In der zehnten Runde der österreichischen Bundesliga gastierte die Wiener Austria im Ländle beim SCR Altach. Die Vorarlberger konnten dabei vor dem Duell gegen die Wiener Selbstvertrauen tanken und endlich mal wieder voll punkten, weshalb man sich im Aufwind wähnte. Auf der anderen Seite konnte auch die Austria ein Erfolgserlebnis in der letzen Woche feiern, nachdem man nach einer guten Leistung in Hartberg einen Last-Minute Sieg errang.
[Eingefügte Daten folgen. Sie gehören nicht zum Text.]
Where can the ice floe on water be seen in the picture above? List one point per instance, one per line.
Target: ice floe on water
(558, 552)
Daher stand nun für die Veilchen der schwierige Gang nach Altach bevor, der für die Violetten in der Vergangenheit kein guter Boden war und wo man bereits länger einem Sieg hinterherläuft.

Austria vertraut auf gleiches System

Nach den beiden letzten vollen Erfolgen im Cup und in der Meisterschaft, gab es für Austria-Trainer Letsch wenig Grund für großartige Veränderungen. Speziell im Spiel gegen Hartberg punktete die Letsch-Elf mit einer guten Struktur und einem sauberen Positionsspiel, konnte dadurch den Gegner entsprechend bespielen und sich eine Vielzahl an hochkarätigen Torchancen erarbeiten. Daher liefen die Veilchen auch gegen Altach erneut in einem 4-1-4-1 auf, mit Jeggo als Ankersechser, Matic und Ebner auf der Acht und Prokop und Grünwald nominell auf dem Flügel. Schmerzhaft war allerdings der Ausfall von Abwehrchef Madl, der speziell mit seiner starken Spieleröffnung ein wichtiger Faktor im Offensivspiel der Veilchen ist.

Interessant sind bei dem 4-1-4-1 vor allem die Rollen von Kapitän Grünwald und Achter Ebner, denn Ersterer bestimmt quasi das Verhalten des Zweiteren. Da Grünwald bekanntlich kein Flügelspieler ist und auch so seine Probleme im Defensivverhalten hat, versucht Austria-Trainer Letsch mit Ebner nun, Grünwald eine freiere Rolle zu ermöglichen, ohne allerdings auf Kosten der eigenen Stabilität und Balance. Daher besetzt Spielmacher Grünwald in Wirklichkeit eher selten den rechten Flügel und hält sich stattdessen eigentlich konstant im Zwischenlinienraum auf, während Achter Ebner und Rechtsverteidiger Klein für den rechten Flügel zuständig sind. Die beiden wechseln sich dabei fleißig ab, wobei Rechtsverteidiger Klein meist sehr weit aufrückt und quasi als Flügelstürmer agiert, während Ebner öfters hinter ihm abkippt und dieses Aufrücken ausbalanciert. Diese Verhaltensweise kann man beim ersten Bild auch recht gut erkennen:

Die Austria im Spielaufbau, Rechtsverteidiger Klein rückt weit auf und schiebt nach vorne, weshalb Kapitän Grünwald (gelber Kreis) in den Halbraum einrücken kann. Achter Ebner balanciert und sichert das Ganze ab und kippt dafür hinter Klein.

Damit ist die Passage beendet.